C’est sous une pluie battante que nous avons retrouvés les murs de l’événement artistique TXT de l’année, la DL Team étant chaleureusement invitée par HYBE Corp/BIG HIT MUSIC pour l’occasion. Entrer dans l’espace d’exposition dédié à la collaboration entre Yeonjun, figure de proue du groupe TOMORROW X TOGETHER, et la photographe canadienne Petra Collins, c’est accepter d’emblée la rupture. Là où l’industrie de la pop sud-coréenne excelle dans la fabrication d’un simulacre de perfection, un flux ininterrompu d’images lisses, saturées et codifiées pour susciter une adhésion immédiate, cette proposition Made in Seoul impose un coup d’arrêt. Le visiteur n’est pas accueilli par un produit de merchandising visuel, mais par un mot d’ordre critique artistique.

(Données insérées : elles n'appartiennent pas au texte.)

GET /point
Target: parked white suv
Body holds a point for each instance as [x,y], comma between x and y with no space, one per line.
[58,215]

Prélude: la rupture du simulacre

Dès le premier pas dans l’enceinte, une œuvre inaugurale s’impose au regard. Ce cliché en noir et blanc, d’une rigueur formelle absolue, met en scène Yeonjun et Petra Collins dans un rapport d’égalité chromatique et spatiale. Le cadrage, strictement centré, utilise une composition symétrique qui ancre le duo au cœur d’une forêt embrumée. L’arrière-plan sylvestre se dissout dans un flou vaporeux, tandis qu’un rayon de soleil latéral vient mordre le grain de la pellicule. L’atmosphère, dramatique et hautement sérieuse, est traversée par un voile de texture argentique qui refuse la netteté chirurgicale du numérique contemporain.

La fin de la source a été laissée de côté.